But this part was cool fun :)
Firstly I rotated the shoulder plate so that it was side on to make it easier. Then I either used the polygon | inset tool to make a polygon in the middle of the main polygons I needed a canister to come out of or used Edge | Insert Vertex to place a vertex along the edge in order to chamfer it (I had to Polygon | Create the polys individually around it to make a whole new poly however) in order to make the base polygon to build the canisters on.
This took a little bit of fiddling around. Firstly all of the canisters needed to be equal in edges, and 6 edges at that. I lined the vertices up using the scale tool (selection pivot selected) and manually lining the vertices up with the edges of the plate that were already there. Then I had to make them more of a circle, as some of them were scaled along one direction more. To do this I selected the vertices of one canister base and then applied a Spherify modifier to it. This makes the selected vertices in a rounded array.
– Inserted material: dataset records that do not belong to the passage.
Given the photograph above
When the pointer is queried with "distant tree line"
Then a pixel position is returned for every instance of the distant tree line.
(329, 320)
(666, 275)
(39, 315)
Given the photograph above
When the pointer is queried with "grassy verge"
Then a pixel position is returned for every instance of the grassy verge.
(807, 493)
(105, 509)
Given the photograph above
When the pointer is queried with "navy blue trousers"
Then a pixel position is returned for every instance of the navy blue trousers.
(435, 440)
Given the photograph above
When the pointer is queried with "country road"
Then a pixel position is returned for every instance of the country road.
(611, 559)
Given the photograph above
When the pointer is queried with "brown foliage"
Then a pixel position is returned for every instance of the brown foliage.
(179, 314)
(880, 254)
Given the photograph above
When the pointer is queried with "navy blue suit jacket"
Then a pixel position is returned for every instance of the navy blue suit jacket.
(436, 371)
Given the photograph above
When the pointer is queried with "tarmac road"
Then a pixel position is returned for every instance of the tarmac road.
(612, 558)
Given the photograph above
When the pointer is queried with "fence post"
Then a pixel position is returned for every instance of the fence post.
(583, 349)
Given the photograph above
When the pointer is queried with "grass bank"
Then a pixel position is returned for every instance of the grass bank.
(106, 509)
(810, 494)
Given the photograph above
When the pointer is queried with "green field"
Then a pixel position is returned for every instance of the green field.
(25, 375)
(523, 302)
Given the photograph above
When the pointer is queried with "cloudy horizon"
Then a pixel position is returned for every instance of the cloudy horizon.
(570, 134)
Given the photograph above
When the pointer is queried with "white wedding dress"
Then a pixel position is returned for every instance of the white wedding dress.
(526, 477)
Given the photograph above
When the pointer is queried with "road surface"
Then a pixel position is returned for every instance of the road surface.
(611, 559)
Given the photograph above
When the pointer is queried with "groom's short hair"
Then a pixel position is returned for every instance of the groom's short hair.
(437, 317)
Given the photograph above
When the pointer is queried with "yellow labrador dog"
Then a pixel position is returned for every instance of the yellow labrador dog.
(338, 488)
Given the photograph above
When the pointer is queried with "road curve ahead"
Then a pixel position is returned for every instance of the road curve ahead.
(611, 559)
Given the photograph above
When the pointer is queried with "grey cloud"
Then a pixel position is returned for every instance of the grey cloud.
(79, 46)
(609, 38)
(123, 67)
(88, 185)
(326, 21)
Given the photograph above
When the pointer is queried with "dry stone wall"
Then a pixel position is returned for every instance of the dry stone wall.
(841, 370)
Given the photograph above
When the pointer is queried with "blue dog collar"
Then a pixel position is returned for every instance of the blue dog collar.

Once the base polys were made I was able to select them and extrude them all at once. After extrusion I applied a Polygon | Inset and another extrusion for the main area of the canister. For the top I applied a bevel, moving it first to get the height, only to make the height 0 (visually or by using the tool input window is up to you) and then move the width out. After that I applied one more extrusion to finish off the main canister.
But wait! There's more!
If you look closely you can see that I have added a cylinder within a cylinder. This is because I plan on using an opacity map to make it look like there is liquid in the canisters. Pressing Ctrl-x to ghost the object, I selected the main area of the canister (that would be the glass) and scaled it down by all 3 axis. Working on each canister individually, I moved the 'bottom' vertices of each inner cylinder to overlap the plate a little.
To get the finishing touch and make it look more interesting I cut the top of the inner cylinder so it lookes like each canister is a little empty. I selected the inner polys (once again working on each one individually) and used the Quick Slice tool in the polygon modifier panel under the Edit Geometry rollout. Simply select the polys you want to cut, click once for the first point of the cut and a second time when you have defined the plane where you want to cut. It works on the screen axis, so be careful what you have selected and where you cut. As my plate was straight again I had no problems in cutting where I wanted (with water being flat etc.). Once the inner cylinders were cut, I capped them (the top, not the bottom) and Voila! Cool mana canisters :)
The close up image (by clicking the small image to your right) has all four viewports if you wanted a more detailed look.